2. Verspanneinrichtung für Ski- und Wanderklappstock nach
Anspruch 1, dadurch gekennzeichnet, dass die Gewindepaarungen
der Spindel 24, 36 mit den Gleitstücken 25, 35, 69 bzw. der
Spindel 36 und dem Spannelement 37 selbsthemmend sind.
3. Verspanneinrichtung für Ski- und Wanderklappstock nach
Anspruch 1 und 2, dadurch gekennzeichnet, dass der
Einfädelungsvorgang automatisch und störungsfrei verläuft und
beim Zusammenklappen des Stockes möglichst kleine
Verformungs- und Verschleisskräfte an den Knickstellen des
Ankerseiles 6 entstehen.
4. Verspanneinrichtung für Ski- und Wanderklappstock nach
Anspruch 1 bis 3, dadurch gekennzeichnet, dass die Einrichtung
ein Gleitstück 25 mit Schienen 27 und Einführungen 28 sowie eine
Drehsperre 29 mit Einführung 30 als automatische
Verdrehsicherung beim Verspannen zur Vermeidung von
Ankerseilverwindungen und zum sicheren Einschrauben der
Gewindeverbindung 24 mit 25 und 36 mit 37 besitzt.
5. Verspanneinrichtung für Ski- und Wanderklappstock nach
Anspruch 1 bis 4, dadurch gekennzeichnet, dass sich die
Gewindespindel 24 mit Hilfe einer Zentrierung 26 automatisch im
Gleitstück 25 vor dem Spannen zentriert.
6. Verspanneinrichtung für Ski- und Wanderklappstock nach
Anspruch 1 bis 5, dadurch gekennzeichnet, dass der Gurt 23 an
der Gurtaufhängung 20 befestigt und auf dem Absatz 15 des
Spannelementes 65 drehbar gelagert ist.
7. Verspanneinrichtung für Ski- und Wanderklappstock nach
Anspruch 1 bis 6, dadurch gekennzeichnet, dass die
Gurtaufhängung 20 mit dem Spannelement 65, 37 gekoppelt
werden kann
8. Verspanneinrichtung für Ski- und Wanderklappstock nach
Anspruch 1 bis 7, dadurch gekennzeichnet, dass eine
Gewindespindel 36 mit einem Gleitstück 35 fest, oder löslich
verbunden werden kann.
9. Verspanneinrichtung für Ski- und Wanderklappstock nach
Anspruch 1 bis 8, dadurch gekennzeichnet, dass eine manuell
betätigbare Drehsicherung 43 verwendet wird.
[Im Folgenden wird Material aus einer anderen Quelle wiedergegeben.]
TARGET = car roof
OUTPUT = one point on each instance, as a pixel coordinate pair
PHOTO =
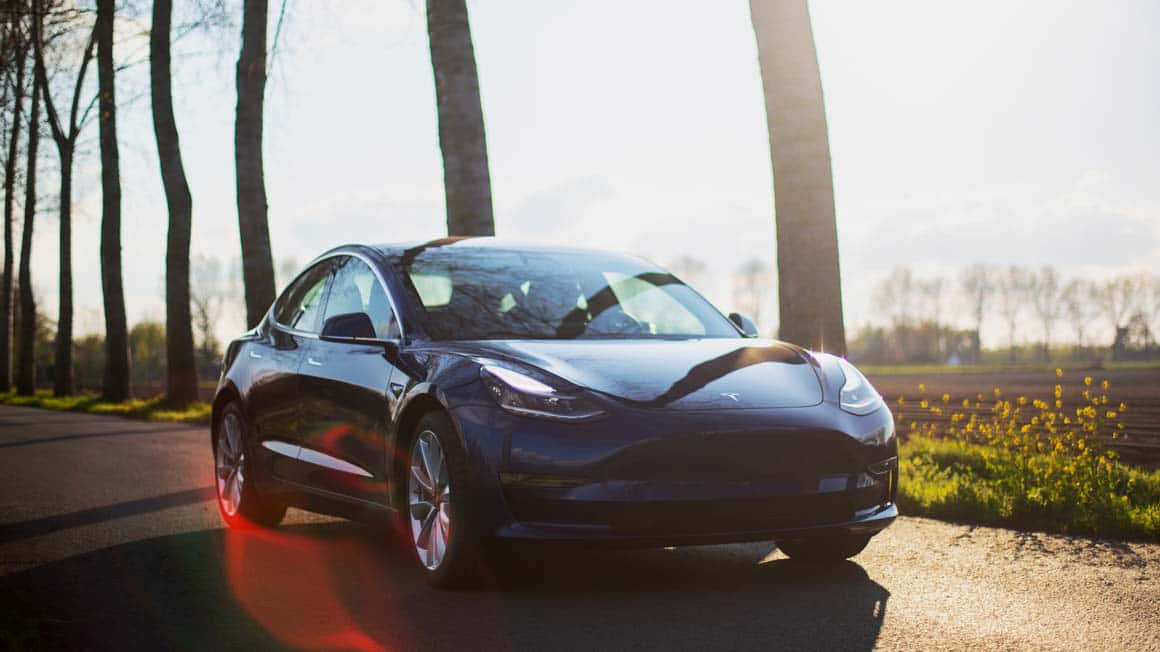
(398, 250)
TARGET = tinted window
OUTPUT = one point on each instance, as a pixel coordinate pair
(471, 294)
(356, 289)
(302, 304)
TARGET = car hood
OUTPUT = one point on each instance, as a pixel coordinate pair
(710, 374)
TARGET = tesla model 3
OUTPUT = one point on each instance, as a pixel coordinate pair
(483, 392)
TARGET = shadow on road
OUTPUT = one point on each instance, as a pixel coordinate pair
(347, 586)
(91, 435)
(38, 527)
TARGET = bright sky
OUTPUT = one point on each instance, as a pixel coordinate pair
(997, 131)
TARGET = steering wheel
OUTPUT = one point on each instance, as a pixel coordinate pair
(615, 321)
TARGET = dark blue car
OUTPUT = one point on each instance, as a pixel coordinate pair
(483, 392)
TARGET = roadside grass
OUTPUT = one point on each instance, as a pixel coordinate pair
(941, 369)
(1024, 463)
(150, 410)
(955, 480)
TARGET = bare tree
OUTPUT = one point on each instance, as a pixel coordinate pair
(1078, 304)
(751, 288)
(256, 259)
(116, 328)
(1154, 303)
(466, 180)
(932, 302)
(810, 290)
(26, 359)
(1048, 301)
(1012, 287)
(1117, 298)
(65, 138)
(16, 48)
(977, 283)
(181, 366)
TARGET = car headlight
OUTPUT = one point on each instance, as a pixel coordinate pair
(857, 396)
(528, 397)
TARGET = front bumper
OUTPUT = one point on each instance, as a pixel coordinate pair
(647, 478)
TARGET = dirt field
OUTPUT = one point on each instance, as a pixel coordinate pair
(1139, 389)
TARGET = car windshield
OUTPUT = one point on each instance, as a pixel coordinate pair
(484, 294)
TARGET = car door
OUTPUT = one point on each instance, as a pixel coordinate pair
(346, 389)
(275, 389)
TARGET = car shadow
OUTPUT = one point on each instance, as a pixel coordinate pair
(342, 585)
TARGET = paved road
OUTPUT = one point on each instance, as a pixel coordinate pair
(109, 538)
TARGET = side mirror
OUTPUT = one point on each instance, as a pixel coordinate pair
(744, 324)
(347, 327)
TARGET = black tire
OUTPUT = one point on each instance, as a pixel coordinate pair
(459, 564)
(824, 550)
(253, 508)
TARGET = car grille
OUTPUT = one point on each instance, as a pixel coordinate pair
(702, 516)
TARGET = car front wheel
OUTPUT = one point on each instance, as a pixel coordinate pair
(821, 550)
(436, 516)
(238, 499)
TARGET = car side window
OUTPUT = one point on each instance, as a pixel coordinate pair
(302, 304)
(356, 289)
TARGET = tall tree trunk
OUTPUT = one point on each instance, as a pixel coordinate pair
(26, 362)
(256, 260)
(810, 290)
(466, 180)
(9, 189)
(66, 146)
(62, 366)
(116, 330)
(181, 378)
10. Verspanneinrichtung für Ski- und Wanderklappstock nach
Anspruch 1 bis 9, dadurch gekennzeichnet, dass eine weitere
automatische Drehsicherung 43' verwendet wird, die durch
Federkraft betätigt einen Sperrstift 70 über eine konische Fläche
66 und Schienen 71 oder direkt in den Freiraum 45' leitet.
11. Verspanneinrichtung für Ski- und Wanderklappstock nach
Anspruch 1 bis 10, dadurch gekennzeichnet, dass ein Griff 58
einen elastischen Überzug 59 der mit dem Daumen 62 und einem
Finger 61 im Bereich der Öffnungen 47 so verformt werden kann,
dass eine Verdrehsicherung des Gleitstückes 35 während des
Verspannens möglich ist.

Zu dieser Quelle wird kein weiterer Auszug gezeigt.